Will the surge work? The problem for the US military is that whatever goodwill they have earned by building schools, roads and bridges can be quickly lost. A quarter of Afghans approve of the use of armed force against US or Nato forces, but this figure jumps to 44 per cent among those who have been shelled or bombed by them. On 4 May, US planes dropped 2000-pound bombs on three mud-brick villages in Bala Buluk district, killing some 140 people. The Afghan government, local human rights organisations and the villagers all agreed that only civilians had been killed. Enraged survivors drove a truck filled with severed limbs, heads and torsos to the local governor’s office. Local shopkeepers went on strike in Farah town and there were demonstrations among students at Kabul University. The US military meanwhile produced more and more unlikely accounts of what had happened, claiming that between 60 and 65 of the dead were Taliban fighters, but refusing, on grounds of security, to say how they knew this.
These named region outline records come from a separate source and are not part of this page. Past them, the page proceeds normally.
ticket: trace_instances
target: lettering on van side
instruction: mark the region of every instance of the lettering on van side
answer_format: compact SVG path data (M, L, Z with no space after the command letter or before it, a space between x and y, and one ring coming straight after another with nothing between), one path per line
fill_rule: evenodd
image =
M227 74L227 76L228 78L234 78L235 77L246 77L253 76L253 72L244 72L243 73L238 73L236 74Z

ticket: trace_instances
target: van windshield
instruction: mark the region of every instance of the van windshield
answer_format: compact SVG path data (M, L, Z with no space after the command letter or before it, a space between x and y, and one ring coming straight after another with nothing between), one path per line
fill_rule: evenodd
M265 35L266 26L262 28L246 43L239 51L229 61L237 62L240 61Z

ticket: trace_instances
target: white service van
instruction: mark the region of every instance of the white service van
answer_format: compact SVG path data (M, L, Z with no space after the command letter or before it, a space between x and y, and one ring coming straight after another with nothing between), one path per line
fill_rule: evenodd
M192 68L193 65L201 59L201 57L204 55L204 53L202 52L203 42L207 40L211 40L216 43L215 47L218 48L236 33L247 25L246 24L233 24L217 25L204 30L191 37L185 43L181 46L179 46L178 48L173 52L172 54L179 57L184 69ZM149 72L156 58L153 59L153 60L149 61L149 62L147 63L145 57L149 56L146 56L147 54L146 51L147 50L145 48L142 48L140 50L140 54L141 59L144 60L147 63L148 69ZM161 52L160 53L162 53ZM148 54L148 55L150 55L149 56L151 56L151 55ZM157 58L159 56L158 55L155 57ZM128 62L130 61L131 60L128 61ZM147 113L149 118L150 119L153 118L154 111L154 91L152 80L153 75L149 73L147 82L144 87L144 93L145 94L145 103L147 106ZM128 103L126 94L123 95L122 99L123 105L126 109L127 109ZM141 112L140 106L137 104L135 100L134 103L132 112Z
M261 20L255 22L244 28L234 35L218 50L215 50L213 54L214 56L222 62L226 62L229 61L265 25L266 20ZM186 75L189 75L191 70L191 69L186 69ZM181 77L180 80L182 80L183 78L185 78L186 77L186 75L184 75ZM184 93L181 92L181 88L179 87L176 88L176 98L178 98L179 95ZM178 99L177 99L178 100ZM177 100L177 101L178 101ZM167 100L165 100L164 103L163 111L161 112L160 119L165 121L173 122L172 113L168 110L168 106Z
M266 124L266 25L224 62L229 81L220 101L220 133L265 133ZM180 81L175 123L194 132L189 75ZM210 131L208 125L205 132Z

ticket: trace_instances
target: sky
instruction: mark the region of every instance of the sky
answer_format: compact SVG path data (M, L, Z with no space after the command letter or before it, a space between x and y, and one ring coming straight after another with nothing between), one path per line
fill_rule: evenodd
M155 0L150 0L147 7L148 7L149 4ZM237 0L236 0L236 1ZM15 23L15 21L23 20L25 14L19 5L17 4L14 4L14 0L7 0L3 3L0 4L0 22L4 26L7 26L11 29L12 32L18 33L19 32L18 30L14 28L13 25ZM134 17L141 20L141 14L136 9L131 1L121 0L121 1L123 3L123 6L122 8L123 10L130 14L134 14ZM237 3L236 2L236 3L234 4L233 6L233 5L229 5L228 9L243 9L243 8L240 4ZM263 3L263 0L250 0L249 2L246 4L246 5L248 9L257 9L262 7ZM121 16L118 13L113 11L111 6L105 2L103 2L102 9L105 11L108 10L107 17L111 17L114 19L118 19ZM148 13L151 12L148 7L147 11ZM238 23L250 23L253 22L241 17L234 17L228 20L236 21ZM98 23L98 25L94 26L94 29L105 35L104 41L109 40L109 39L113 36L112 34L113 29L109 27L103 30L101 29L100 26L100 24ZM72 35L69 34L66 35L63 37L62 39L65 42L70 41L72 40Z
The bodies were too pulverised by the explosions to be properly identified.

Afghanistan’s Independent Human Rights Commission, after extensive interviewing, said that 97 Afghans had been killed, of whom 65 were children and 21 women. It found that none was armed. Nor had they been used as human shields and, at most, two Taliban were among the dead. The US military is supposedly more sensitive about inflicting civilian casualties because of the Iraq war, but there is little sign of this in Afghanistan.

The government’s legitimacy in the eyes of Afghans has withered as it fails to provide security, services, employment or economic development. There is growing hostility to the presence of foreign forces, particularly in Pashtun areas where fighting continues. Recipes for counter-insurgency, devised in very different circumstances in Iraq, may not have much relevance in Afghanistan. It will be politically and militarily very difficult to seal off the Taliban from their safe havens in Pakistan. ‘The surge is a double-edged sword,’ Sultanzoy says. ‘If it instigates more violence, it will provoke more resistance.’